Lund’s scientific ecosystem - a catalyst for advanced therapies
Lund Stem Cell Center has been instrumental to the project’s success according to Johan Flygare. This includes the exchange of knowledge with colleagues working on similar projects, the international networks and the multidisciplinary researchers and students. Being part of an environment with a long-term vision has been important, as has the administrative and innovation support.
Nicholas Vita reflects that the open environment at the Stem Cell Center, and at the University, was key to setting up the company.
– The Stem Cell Center is a magnificent incubator that has had enormous success. The innovation and research out of Lund have been incredible, and the Vice-Chancellor extraordinary in his support of us.
In 2024, Apriligen received news that a well known US Venture Capital firm has offered to fund the first clinical trials.
Charting the future toward the clinic
What are Johan and Nicholas’ hopes, now they are on the verge of the next crucial step for Apriligen?
– An immediate wish is for the clinical trials to begin so Apriligen can treat patients and prove that our system not only works – but fundamentally expands the number of ways we can apply our technology, says Johan Flygare.

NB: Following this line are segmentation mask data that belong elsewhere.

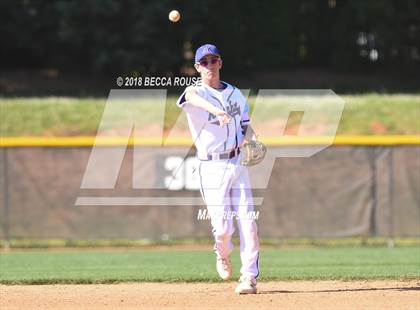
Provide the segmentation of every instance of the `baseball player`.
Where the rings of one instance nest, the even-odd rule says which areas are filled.
[[[242,268],[238,294],[255,294],[259,274],[259,240],[248,170],[241,165],[240,146],[251,140],[249,106],[235,86],[220,80],[222,59],[216,46],[205,44],[195,53],[201,81],[185,89],[177,105],[186,112],[197,148],[201,195],[207,205],[215,239],[216,269],[223,280],[232,276],[230,254],[237,220]]]

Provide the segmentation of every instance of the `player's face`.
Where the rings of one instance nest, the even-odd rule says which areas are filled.
[[[219,70],[222,68],[222,60],[215,55],[208,55],[195,64],[195,68],[201,74],[202,78],[219,78]]]

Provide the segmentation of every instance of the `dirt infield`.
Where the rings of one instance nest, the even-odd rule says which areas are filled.
[[[0,309],[420,309],[420,281],[0,286]]]

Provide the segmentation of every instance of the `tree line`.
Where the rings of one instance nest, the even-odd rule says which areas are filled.
[[[213,42],[228,72],[418,75],[419,16],[416,0],[2,0],[0,67],[177,74]]]

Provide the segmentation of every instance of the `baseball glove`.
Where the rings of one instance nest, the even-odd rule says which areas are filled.
[[[254,166],[262,162],[265,153],[267,153],[267,148],[262,142],[251,140],[241,146],[241,153],[241,164],[244,166]]]

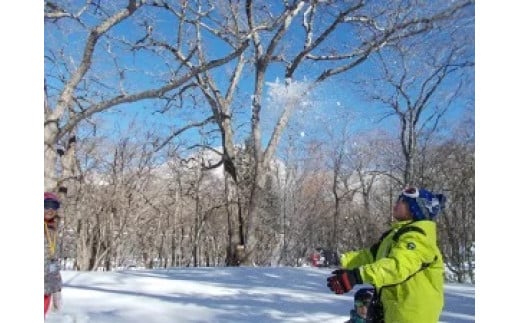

Since DBA sufferers that rely on chronic blood transfusion only tolerate this treatment for a limited time due to progressive buildup of iron from the donor blood, many children with DBA have to get stem cell transplantations from other donors, a treatment which is harsh, often risky, and does not always work.
Nicholas Vita says that they have three main goals with Apriligen.
– Number one is to show that the therapy works, and that there are better alternatives out there for children to give them back their lives. Number two is to prove to the world that we can create a platform approach to rare disease and gene therapy that allows a degree of scalability, that will not only help researchers get funding, but will also help companies create more efficient and attractive business models.
– Number three is about showing that rare disease can change lives in a profound way, and can be an lucrative investment at the same time. And a final, unofficial goal – the one that drives the team’s passion and dedication, is to validate the trust and confidence we have received from affected children, their parents, the University and the regulators.
Underlying all of their work, is their personal passion and never ceasing motivation for both Johan and Nicholas to help patients to live long, happy and healthy lives.
– From when I first started out as a doctoral student, I knew that I wanted to contribute to better treatments for patients, says Johan Flygare.